The head of Goldman Sachs has cautioned politicians against subjecting companies to public opprobrium for responding to incentives in the tax system.
Prime Minister David Cameron spoke out yesterday against some forms of "aggressive" tax avoidance and said he would use Britain's presidency of the G8 to ensure that individuals and businesses "pay their fair share" and to push for greater global transparency about the ownership of companies and the movement of assets.
In an apparent swipe at cafe chain Starbucks, whose failure to pay corporation tax in the UK over three years sparked widespread outrage, Mr Cameron said that it was time for businesses to "wake up and smell the coffee" about public anger at tax-avoidance practices, which in some cases raised ethical issues.
But chief executives at more than 30 of Britain's biggest companies have warned against publishing more details of their tax affairs, according to the Daily Telegraph.
And Goldman Sachs chief executive Lloyd Blankfein said that holding people up for criticism for their tax arrangements risked "criminalising every right-thinking person who organises his or her affairs in a sensible way".
Goldman Sachs came under fire earlier this month for considering deferring bonus payments to allow staff to benefit from the forthcoming cut in the top rate of income tax from 50p to 45p. The bank decided later not to go ahead with the scheme.
Mr Blankfein told BBC Radio 4's Today programme: "If all of a sudden, in addition to the rules that generate certainty for people, the signposts become so amorphous and so loose and so subject to second-guessing, you're making everything uncertain and it's very hard to organise your affairs in a sensible way.
"I'm not saying that you are exculpated from any pressure merely because you meet the rule of law - we've never said that, we don't live that life.
"But I would say 'Are you going to hold people up to public opprobrium because a house they could have sold in January instead they sell in May because there was a profit to be made on that house because the selling price was higher than the purchase price?'.
"If you do that, you are going to criminalise every right-thinking person who organises his or her affairs in a sensible way."
Explaining Goldman's decision not to go ahead with the bonus deferral plan, Mr Blankfein said: "We are a public entity, we live on the goodwill of the public, and so we adapted to what we perceived as criticism. We stand by our original idea and we stand by the revision of our plans."
Announcing his plans for the G8 to "drive a more serious debate on tax evasion and avoidance", Mr Cameron told the World Economic Forum in Davos, Switzerland, yesterday: "This is an issue whose time has come. After years of abuse, people across the planet are calling for more action and, most importantly, there is gathering political will to actually do something about it.
"There's nothing wrong with sensible tax planning, and there are some things governments want people to do that reduce tax bills, such as investing in pensions, start-up businesses or charities.
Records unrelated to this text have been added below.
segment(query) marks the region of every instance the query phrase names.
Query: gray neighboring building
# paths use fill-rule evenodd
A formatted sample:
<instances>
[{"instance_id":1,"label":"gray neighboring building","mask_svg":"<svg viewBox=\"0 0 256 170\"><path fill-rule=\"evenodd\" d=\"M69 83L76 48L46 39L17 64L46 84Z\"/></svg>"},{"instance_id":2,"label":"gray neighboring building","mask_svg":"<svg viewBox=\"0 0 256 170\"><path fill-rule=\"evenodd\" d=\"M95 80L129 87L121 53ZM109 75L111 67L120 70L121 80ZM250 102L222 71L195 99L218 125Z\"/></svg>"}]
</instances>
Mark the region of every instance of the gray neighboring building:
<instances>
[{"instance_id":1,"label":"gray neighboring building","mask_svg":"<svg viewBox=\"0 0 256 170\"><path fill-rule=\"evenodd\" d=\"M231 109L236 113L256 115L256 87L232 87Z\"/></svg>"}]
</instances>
"But some forms of avoidance have become so aggressive that I think it is right to say these raise ethical issues and it's time to call for more responsibility and for governments to act accordingly."
But the Daily Telegraph reported that more than half - 32 out of 52 - of FTSE 100 bosses who responded to a survey by Conservative MP Stephen McPartland raised concerns about the issue.
Andrew Bonfield, finance director of National Grid and chairman of the tax committee of the Hundred Group, which represents finance directors in the FTSE 100, told the paper: "Transparency standards need to be developed, applied and enforced on a global basis to avoid the risk of regulatory arbitrage which will almost certainly disadvantage UK and EU companies."
And Deirdre Mahlan, chief financial officer of drinks company Diageo, warned that an international standard would "not only be hugely burdensome, but also potentially misleading" while Douglas Hurt, finance director of engineering firm IMI, feared innocent firms would be punished because of "the alleged abuses by a few", according to the Daily Telegraph.